Investors who seek income as a key component of their real estate portfolios have two primary options: Real Estate Investment Trusts (REITs) and Mortgage Investment Corporations (MICs)
While bond trading can be traced back to the Venetians of the 1300s, with publicly traded equities appearing three centuries later with the Dutch East India Company, the ability to invest in real estate via structured vehicles is a much more recent phenomenon.
REITs were first created in the U.S. via the Cigar Excise Tax Extension of 1960, a law signed by President Dwight D. Eisenhower to make it easy for investors to participate in large, diversified portfolios of real estate via the purchase of easily tradable securities.
A REIT can be a private or publicly traded company that can invest in a broad range of income-generating real estate assets. These assets can include apartment buildings, offices, retail shopping centers, medical facilities, hotels, data centers and a range of infrastructure such as cellular towers. Most REITs have a focused portfolio of property types, but they can also invest across multiple types.
MICs are a uniquely Canadian construct, introduced by Parliament in 1973 as part of the Residential Mortgage Financing Act. The government foresaw a looming housing crisis with a growing population generating the need for millions of new homes. Parliament estimated that $5 billion in mortgage financing would be required for new housing, a number that exceeded available mortgage financing by $2.3 billion.
Parliament created MICs to enable individual investors, registered retired savings plans (RRSPs) and pension funds to invest in pools of mortgages, thereby closing the impending deficit.
Most REITs are listed on major exchanges in 39 different countries, with those listed in the US having an equity market capitalization of $1.3 trillion.
REITs typically pay investors regular distributions from collected tenant rents, and they can also develop and renovate property. REIT investors may enjoy increased distributions after a property is renovated and repositioned or sold at a higher value. REITs must distribute 90% of their taxable income to investors each year.

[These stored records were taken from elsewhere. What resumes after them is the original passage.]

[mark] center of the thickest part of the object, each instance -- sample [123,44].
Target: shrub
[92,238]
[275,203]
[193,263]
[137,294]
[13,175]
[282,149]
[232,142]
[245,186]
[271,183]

Among the risks of a REIT are:
MICs enable individual investors to invest in pools of mortgages and leverage economies of scale that would otherwise be unavailable to individuals directly.
MICs may additionally borrow from banks to supplement shareholders’ capital. The combined pool is invested in a portfolio of mortgages backed by selected real estate properties. MICs receive streams of mortgage payments from borrowers, which are then distributed as income to investors on a monthly or quarterly basis.
The structure is comparable to a mutual fund that invests in mortgages, rather than stocks or bonds. Critically, as outlined in Canadian tax law, a MIC must distribute 100% of its income to investors as a flow-through dividend.
While this dividend is taxed as interest income, Section 130.1 of the Income Tax Act calls for the MIC itself to be considered as a tax-exempt corporation, providing further benefit to investors.
REITs and MICs both offer investors a means of participating in a pool of funds that invest in real estate, creating current income and portfolio diversification.
The structures are more different than they are the same, however, and it’s important for investors to understand these differences.
Perhaps the major difference is the MICs invest in mortgages (debt) secured by real estate assets while a REITs invest in physical properties (equity), and takes on the responsibility of ownership and maintenance.
REITs are therefore much more subject to market price fluctuations, with this heightened risk translating to returns that can be higher than those of MICs.
Conversely, MICs offer a higher level of security and stability as they invest in mortgage loans that borrowers must repay regardless of the state of the housing market. The mortgagor is still required to pay the interest and ultimately the principal of the loan whether or not any tenant in that property is paying rent and whether or not a property retains its value.
Further, since the loan to value ratio, or LTV, of a mortgage is generally a maximum of 80%, the value of a property is at least 20% more than the mortgage at the time of funding, a margin of safety for MICs that is unavailable in a REIT’s structure.
Therefore, returns on MICs, while they can be lower than those of REITs, are generally more predictable and stable. The typical range of returns is between 6% and 10%, with REITs tending to be at the higher end of the spectrum to reflect the increased inherent risk.
Which vehicle is right for you depends on your investment goals and risk appetite.